Assess Your Needs and Borrowing Capacity
The right time to buy a property is a highly individual decision. It hinges on your specific needs and financial situation. Begin by assessing your borrowing capacity, establishing your search criteria, and seeking the guidance of a local real estate expert. Given the complexity and competitiveness of today’s real estate market, a professional’s advice is invaluable.
A Closer Look at the Third Quarter
In the third quarter of 2023, Greater Montreal’s real estate market exhibited some interesting trends. After a stronger appreciation than anticipated in the second quarter, price increases moderated between July and September.
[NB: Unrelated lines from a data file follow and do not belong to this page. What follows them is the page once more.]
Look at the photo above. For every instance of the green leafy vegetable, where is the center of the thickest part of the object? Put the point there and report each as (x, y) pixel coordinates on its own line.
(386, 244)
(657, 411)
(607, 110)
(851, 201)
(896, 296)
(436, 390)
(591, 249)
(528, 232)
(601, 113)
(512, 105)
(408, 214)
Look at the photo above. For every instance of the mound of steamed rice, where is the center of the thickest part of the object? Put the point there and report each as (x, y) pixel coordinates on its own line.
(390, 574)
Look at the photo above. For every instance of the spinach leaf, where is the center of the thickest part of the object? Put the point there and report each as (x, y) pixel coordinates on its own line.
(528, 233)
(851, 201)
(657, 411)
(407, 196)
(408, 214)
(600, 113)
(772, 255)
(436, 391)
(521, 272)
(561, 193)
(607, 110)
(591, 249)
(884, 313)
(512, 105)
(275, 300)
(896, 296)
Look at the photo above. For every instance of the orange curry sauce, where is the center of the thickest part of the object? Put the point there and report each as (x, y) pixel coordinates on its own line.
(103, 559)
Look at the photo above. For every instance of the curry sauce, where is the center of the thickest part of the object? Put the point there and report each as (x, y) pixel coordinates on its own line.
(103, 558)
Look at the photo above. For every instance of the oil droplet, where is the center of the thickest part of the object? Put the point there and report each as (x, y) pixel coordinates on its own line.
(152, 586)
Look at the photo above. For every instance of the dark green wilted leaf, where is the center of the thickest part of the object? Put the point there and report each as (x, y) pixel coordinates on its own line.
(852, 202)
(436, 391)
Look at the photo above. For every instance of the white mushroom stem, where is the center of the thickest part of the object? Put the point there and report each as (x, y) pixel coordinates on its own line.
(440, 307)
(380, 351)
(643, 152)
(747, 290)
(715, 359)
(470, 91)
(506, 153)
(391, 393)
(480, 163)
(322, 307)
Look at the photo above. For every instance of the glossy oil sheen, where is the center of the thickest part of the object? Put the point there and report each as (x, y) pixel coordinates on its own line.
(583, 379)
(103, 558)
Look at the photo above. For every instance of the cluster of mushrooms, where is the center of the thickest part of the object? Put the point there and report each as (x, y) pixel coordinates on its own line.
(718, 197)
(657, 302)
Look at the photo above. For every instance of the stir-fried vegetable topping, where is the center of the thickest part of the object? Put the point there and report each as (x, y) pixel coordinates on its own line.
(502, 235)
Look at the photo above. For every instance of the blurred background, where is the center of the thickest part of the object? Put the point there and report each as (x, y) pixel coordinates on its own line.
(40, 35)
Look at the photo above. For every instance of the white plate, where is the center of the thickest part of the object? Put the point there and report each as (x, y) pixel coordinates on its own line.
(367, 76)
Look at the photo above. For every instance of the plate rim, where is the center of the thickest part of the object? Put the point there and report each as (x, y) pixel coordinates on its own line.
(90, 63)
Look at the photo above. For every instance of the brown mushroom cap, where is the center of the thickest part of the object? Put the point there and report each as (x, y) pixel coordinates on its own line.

According to the Royal LePage House Price Survey and Market Forecast, the aggregate price of a property in the Greater Montreal Area saw a modest increase of 0.6% compared to the previous quarter, reaching $575,400. However, in a year-on-year comparison, the region experienced a 3.7% increase.
Property Type Breakdown
Breaking down the market by property type, the median price of a single-family detached home increased by 3.9% year over year, reaching $645,800 in the third quarter of 2023. It remained relatively stable on a quarterly basis, with just a 0.3% increase. During the same period, the median price of a condominium rose by 4.0% year over year, but it did decline by 2.6% between the second and third quarters, settling at $449,700. These price data figures encompass both resale and new build properties.
While prices seemed to stabilize during the third quarter, experts believe this period of calm may be temporary. The market continues to slightly favor sellers, but there’s an emerging balance between buyers and sellers. High-end property buyers have shown a dampened appetite, leading to an increase in the supply of homes priced at two million dollars or more. In times of rising inflation, consumer spending tends to prioritize essential needs. However, experts believe that if homeowners are looking for properties that enhance their quality of life, they may return to the market at a later date. The entry-level segment remains active, but inventory shortages persist.
Interest Rates and the Future
With housing supply shortages still a concern, experts suggest that the Greater Montreal Area real estate market could quickly shift back to a strong seller’s market. Opportunities for buyers who choose to wait may not significantly improve in the long term, as interest rates are expected to remain stable for the coming months.
The Role of the Bank of Canada
Economists are divided on whether the Bank of Canada will maintain its key lending rate or increase it in the next announcement scheduled for October 25th. Recent economic data, including flatlined GDP in July and steady employment rates, present a mixed picture. Inflation figures, to be revealed on October 17th, may influence the central bank’s decision. Although prime interest rates have reached their highest level in 22 years, they are now back to historical norms. However, a notable difference from past decades is that household incomes have not kept pace with property price appreciation.
Despite the stabilization of prices in the third quarter, this marks the first time since the second quarter of 2021 that there has been a year-over-year increase in residential real estate transactions. Royal LePage maintains its price forecast for the Greater Montreal Area, anticipating an 8.0% year-over-year increase in the aggregate property price by the fourth quarter of 2023. This means that between the third and fourth quarters of 2023, the aggregate property price in the Greater Montreal Area is expected to rise by 2.1%, closing the year at $587,844.
While prices have seen disparities across Quebec markets, the regions outside the Greater Montreal Area have experienced rises in property prices, with some quarterly fluctuations. The stability of prices in the fourth quarter will depend on the Bank of Canada’s decision on October 25th.
In conclusion, the real estate landscape in the Greater Montreal Area is influenced by various factors, making timing and expert advice essential for anyone looking to make a move in this market. For the most accurate and up-to-date information, consulting with a local real estate expert is strongly recommended.